Winery Tre TorriReggiano Lambrusco Amabile
This wine generally goes well with pork, poultry or rich fish (salmon, tuna etc).
Food and wine pairings with Reggiano Lambrusco Amabile
Pairings that work perfectly with Reggiano Lambrusco Amabile
Original food and wine pairings with Reggiano Lambrusco Amabile
The Reggiano Lambrusco Amabile of Winery Tre Torri matches generally quite well with dishes of pork, rich fish (salmon, tuna etc) or mature and hard cheese such as recipes of stuffed tomatoes with thermomix, salmon carpaccio with pink berries and shallots or pizza with beef and comté cheese.
Details and technical informations about Winery Tre Torri's Reggiano Lambrusco Amabile.
Discover the grape variety: Béni carlo
This grape variety is widely cultivated in Spain under the name béni carlo. It was introduced into the Languedoc-Roussillon region of Narbonne around 1870.
Last vintages of this wine
The best vintages of Reggiano Lambrusco Amabile from Winery Tre Torri are 2016
Informations about the Winery Tre Torri
The Winery Tre Torri is one of of the world's greatest estates. It offers 10 wines for sale in the of Emilia-Romagna to come and discover on site or to buy online.
The wine region of Emilia-Romagna
Romagna/emilia">Emilia-Romagna is a Rich and fertile region in Northern Italy, and one of the country's most prolific wine-producing regions, with over 58,000 hectares (143,320 acres) of vines in 2010. It is 240 kilometers (150 miles) wide and stretches across almost the entire northern Italian peninsula, sandwiched between Tuscany to the South, Lombardy and Veneto to the north and the Adriatic Sea to the east. Nine miles of Liguria is all that separates Emilia-Romagna from the Ligurian Sea, and its uniqueness as the only Italian region with both an east and west coast. Emilia-Romagna's wine-growing heritage dates back to the seventh century BC, making it one of the oldest wine-growing regions in Italy.

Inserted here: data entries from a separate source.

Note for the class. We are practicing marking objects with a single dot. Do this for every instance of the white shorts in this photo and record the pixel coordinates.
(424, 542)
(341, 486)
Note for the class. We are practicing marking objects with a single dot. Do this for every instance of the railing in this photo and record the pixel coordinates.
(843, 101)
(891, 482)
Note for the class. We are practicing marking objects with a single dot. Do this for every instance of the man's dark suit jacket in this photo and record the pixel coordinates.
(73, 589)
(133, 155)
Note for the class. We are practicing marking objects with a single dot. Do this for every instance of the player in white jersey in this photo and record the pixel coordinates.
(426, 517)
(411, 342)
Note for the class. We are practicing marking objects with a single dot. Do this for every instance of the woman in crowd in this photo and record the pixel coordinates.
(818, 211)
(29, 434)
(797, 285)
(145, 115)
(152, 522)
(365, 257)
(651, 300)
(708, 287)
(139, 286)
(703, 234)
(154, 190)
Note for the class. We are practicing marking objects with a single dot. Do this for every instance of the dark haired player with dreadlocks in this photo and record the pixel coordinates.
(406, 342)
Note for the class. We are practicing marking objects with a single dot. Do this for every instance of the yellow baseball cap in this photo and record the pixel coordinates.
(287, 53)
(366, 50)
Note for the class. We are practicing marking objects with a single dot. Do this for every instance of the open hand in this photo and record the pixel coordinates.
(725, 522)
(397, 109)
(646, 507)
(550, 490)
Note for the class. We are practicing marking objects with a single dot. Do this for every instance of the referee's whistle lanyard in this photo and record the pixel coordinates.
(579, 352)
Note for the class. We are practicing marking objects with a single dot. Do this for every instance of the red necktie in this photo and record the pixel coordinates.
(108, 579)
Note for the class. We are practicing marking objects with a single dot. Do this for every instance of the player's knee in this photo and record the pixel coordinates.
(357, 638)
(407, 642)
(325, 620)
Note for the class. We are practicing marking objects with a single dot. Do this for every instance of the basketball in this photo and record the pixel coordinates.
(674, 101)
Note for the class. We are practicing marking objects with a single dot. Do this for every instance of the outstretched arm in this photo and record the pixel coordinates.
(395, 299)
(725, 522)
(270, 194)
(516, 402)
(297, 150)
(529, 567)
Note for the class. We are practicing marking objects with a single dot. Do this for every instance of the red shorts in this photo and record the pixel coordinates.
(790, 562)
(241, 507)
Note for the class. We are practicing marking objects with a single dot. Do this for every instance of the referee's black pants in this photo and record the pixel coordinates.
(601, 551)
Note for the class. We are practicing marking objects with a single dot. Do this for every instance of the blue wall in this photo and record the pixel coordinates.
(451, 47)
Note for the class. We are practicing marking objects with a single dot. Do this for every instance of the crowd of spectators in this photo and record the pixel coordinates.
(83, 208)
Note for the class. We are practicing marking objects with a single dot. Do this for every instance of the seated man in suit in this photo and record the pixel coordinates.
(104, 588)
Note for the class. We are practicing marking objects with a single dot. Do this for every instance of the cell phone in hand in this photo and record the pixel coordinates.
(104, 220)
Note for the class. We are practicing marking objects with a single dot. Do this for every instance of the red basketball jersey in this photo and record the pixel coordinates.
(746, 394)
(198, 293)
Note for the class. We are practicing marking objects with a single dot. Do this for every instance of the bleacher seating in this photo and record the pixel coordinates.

The word of the wine: Table wine
Everything that is not VQPRD (European designation for all appellation wines: quality wine produced in a specific region). In principle, the bottom of the ladder. But, as in Italy a decade ago (Vino da Tavola), this category is also a refuge for wines that are out of the ordinary, whose producers refuse to accept certain grape variety or vinification dictates.